Have you considered the spiritual aspects of robotics? As technology becomes a bigger influence in our lives, how we use robots and other devices will be essential to our evolution. Have you taken the time to contemplate the spiritual aspects of modern technology and what to do with it?
Robotics and other technologies are neither good nor bad. They merely allow us to make choices. There is no doubt that technology opens the doors to new frontiers and gives us more time to pursue activities beyond “making a living.” The choice of how we use the tools and our time determines the spiritual pros and cons.
The possibilities for our destruction are clearly envisioned in movies like The Terminator and Ex Machina. The potentials portrayed in movies like these are not farfetched. However, the more important issue is whether we allow ourselves to lose our spirituality in the pursuit of cool tech and less to do.
Isaac Asimov’s Future Vision of Robotics
Isaac Asimov began writing about the potential of positronic robotics and space exploration way back in 1939. His concepts are still brilliant and are rapidly becoming our reality. While he wrote of the dangers connected to robotics in books like I, Robot, he also suggested other potential pros and cons.
In his novel The Naked Sun, Asimov created the planet Solaria where robots outnumbered humans by a huge percentage. Robots had taken over all “work” on Solaria, and human beings had to decide how to use their time.

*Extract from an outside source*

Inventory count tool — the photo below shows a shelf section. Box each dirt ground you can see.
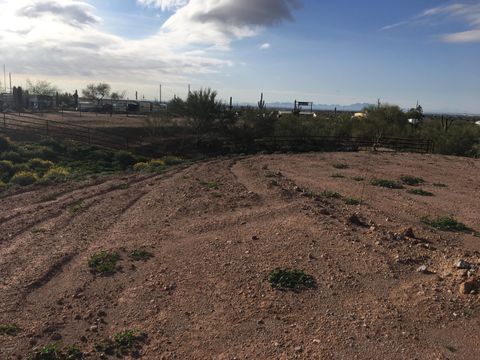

The upside was that the people of Solaria were motivated to expand themselves. Whether they chose science, art, literary, or physical skills, Solarians used their time for personal evolution. On the opposite end of the spectrum is the example in the movie WALL-E. In WALL-E, human beings on the spaceship Axiom became total couch potatoes when they had nothing to do. As a result of the lack of activity, they could hardly walk and followed directions like sheep.
The downside of life on Solaria was isolation and fear of personal contact. Because most interaction was now with the robots that served them, human beings rarely connected in person and felt contaminated by physical touch. Communications were “on-screen,” and an appropriate distance was maintained when humans had to be in the same location for some reason. As a result, even marital partners met only long enough to procreate and then separated quickly. What is the fun in that?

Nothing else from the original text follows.